Я с удовольствием так и сделал бы, да нет уменя теперь этого файлика. Я же диск вместе с платой в магазин вернул в обмен на другую плату. А сразу  так не сделал по неопытности: ну... раз сказал антивирусник, что червь, значит, - червь! Я тогда вопросами-то не задавался, в магазин пошел, червя возвращать.

Я знаю, что здесь не любят теоретических вопросов, но раз файлика нет, то и прктики нет. Если мой первый вопрос не сюда, а к "авастерам", не сочтите за труд, ответьте на впрос номер два.

Вот эти слова: "_все это фигня, Ваш Avast определил autorun, как вирус, потому что автораны вносят изминения в реестр_". - мне сказали так, будто об этом все знают, кроме меня. То есть, как будто большинство авторанов именно так себя и ведут. 
Что Вы, уважаемые хелперы, ответили бы на это (не имея возможности проверить файл)?

----------


## zerocorporated

> Вот эти слова: "_все это фигня, Ваш Avast определил autorun, как вирус, потому что автораны вносят изминения в реестр_". - мне сказали так, будто об этом все знают, кроме меня.
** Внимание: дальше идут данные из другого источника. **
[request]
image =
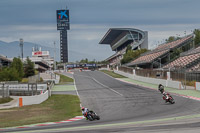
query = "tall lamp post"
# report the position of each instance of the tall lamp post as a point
(21, 44)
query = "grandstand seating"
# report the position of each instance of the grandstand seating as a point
(183, 61)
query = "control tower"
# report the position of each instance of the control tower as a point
(63, 25)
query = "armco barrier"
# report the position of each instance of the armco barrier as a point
(29, 100)
(167, 83)
(197, 85)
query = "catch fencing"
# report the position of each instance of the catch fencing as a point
(182, 75)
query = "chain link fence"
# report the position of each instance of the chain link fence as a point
(181, 74)
(4, 90)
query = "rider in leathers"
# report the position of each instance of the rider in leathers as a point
(84, 111)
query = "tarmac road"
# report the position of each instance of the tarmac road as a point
(126, 108)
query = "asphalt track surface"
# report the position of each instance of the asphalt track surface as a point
(123, 106)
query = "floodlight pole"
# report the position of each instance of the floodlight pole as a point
(21, 43)
(54, 55)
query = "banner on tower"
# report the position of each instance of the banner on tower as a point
(63, 20)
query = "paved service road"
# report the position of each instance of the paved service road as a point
(126, 108)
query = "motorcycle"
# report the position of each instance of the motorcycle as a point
(91, 116)
(170, 99)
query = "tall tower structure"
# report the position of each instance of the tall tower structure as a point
(21, 44)
(63, 25)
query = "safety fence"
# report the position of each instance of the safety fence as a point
(4, 90)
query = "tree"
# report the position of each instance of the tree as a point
(29, 69)
(131, 55)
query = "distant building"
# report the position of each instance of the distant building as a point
(120, 38)
(161, 55)
(42, 59)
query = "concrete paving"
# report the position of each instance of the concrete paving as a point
(122, 105)
(192, 93)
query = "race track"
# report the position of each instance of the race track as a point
(125, 108)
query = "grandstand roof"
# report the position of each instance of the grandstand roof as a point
(113, 33)
(159, 51)
(183, 61)
(192, 56)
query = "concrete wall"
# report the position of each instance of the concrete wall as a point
(42, 87)
(29, 100)
(167, 83)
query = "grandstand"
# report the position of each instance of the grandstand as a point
(120, 38)
(161, 55)
(190, 61)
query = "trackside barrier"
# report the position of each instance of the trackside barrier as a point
(197, 85)
(167, 83)
(29, 100)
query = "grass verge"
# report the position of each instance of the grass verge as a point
(111, 73)
(65, 79)
(56, 108)
(5, 100)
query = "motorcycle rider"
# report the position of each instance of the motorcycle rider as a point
(85, 111)
(161, 88)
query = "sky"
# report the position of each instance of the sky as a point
(35, 21)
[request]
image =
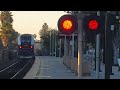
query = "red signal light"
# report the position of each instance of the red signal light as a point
(67, 24)
(93, 24)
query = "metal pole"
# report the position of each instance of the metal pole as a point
(80, 39)
(65, 46)
(60, 49)
(73, 46)
(55, 44)
(97, 55)
(50, 43)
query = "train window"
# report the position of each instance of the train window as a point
(26, 39)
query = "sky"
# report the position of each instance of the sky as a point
(31, 21)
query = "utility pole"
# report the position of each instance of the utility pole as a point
(80, 41)
(73, 46)
(55, 44)
(60, 49)
(97, 55)
(108, 53)
(65, 46)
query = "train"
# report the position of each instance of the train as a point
(26, 46)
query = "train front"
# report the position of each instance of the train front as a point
(26, 46)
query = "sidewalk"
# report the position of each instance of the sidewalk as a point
(48, 67)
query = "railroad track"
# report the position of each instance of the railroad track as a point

То есть, как будто большинство авторанов именно так себя и ведут. 
> Что Вы, уважаемые хелперы, ответили бы на это (не имея возможности проверить файл)?


Тут есть 2 варианта:
1.Сразу запускается инсталлятор драйверов (Вносит изменения) - маловероятно что этот вариант.
2.Запускается программа которая предлагает выбрать что устанавливать (Изменения не вносит обычно).

----------


## Solton

Никогда не встречал первого варианта. Разве такие бывают?
Я имел ввиду второй вариант, когда запускается программа-оболочка, предлагающая различные действия.

Если я правильно понял, в любом случае, изменения в реестр вносит не авторан, а программа, которая  с его помощью запускается. А сам авторан никаких изменений внести не может. Я правильно понял?

----------


## pig

Если под автораном понимать autorun.inf, то да.

----------


## zerocorporated

> Если под автораном понимать autorun.inf, то да.


Я под автораном понимал программу что autorun.inf открывает.

----------


## Solton

Я под "автораном" подразумевал *autorun.exe* - он запускает прграмму-оболочку, где пользователь, глядя на красивую обложку, выбирает _что_ устанавливать.

Это меняет дело?

----------


## pig

Обычно autorun.exe (правильный, с правильных CD) и есть та сама программа-оболочка.

----------


## Solton

Итак, autorun.exe - это программа-оболочка. точка.
Теперь вопрос: *при запуске autorun.exe* (правильный, с правильных CD) *может вносить изменения в реестр?* 

(_повторяю: самый что ни есть правильный autorun.exe, являющийся программой-обложкой, которую раз использовали и забыли - обычно бывает так - неужели за каким-то интересом прописывает что-то в реестре?_)

----------


## pig

Обычно нет. В реестре ковыряются программы, запускаемые кнопками этой красивой морды. Хотя варианты возможны.

----------


## Solton

Получается, что autorun.exe - безобидная программулька. С чего антивирусу на нее червяком обзываться?
Другое дело, что вирусяков полно, которые к ней цепляются, потому что удобно - у большинства юзеров она запускается автоматически.

Выходит, продавцы либо врали, выгораживая репутацию магазина, либо они - дилетанты, хлеще меня!

----------


## pig

autorun.exe само по себе запуститься не может. Его надо прописать в autorun.inf - тогда будет автозапуск.

А детект, скорее всего, основан на рантайме того средства, которым оболочку делали. Например, некий червяк на том же самом был написан (и похожим образом). А может быть просто ложное срабатывание.

----------


## Viktor123

такой вопрос если у меня на флешке сидит червь в ауторане и удаляется в safe mod bez seti ,no pri reboote  снова его находит спайдер, то функция запретить не дает ему залезть в систему ) ?

----------


## pig

Если зверь на флэшке самовозобновляется, то, скорее всего, система уже поражена.

----------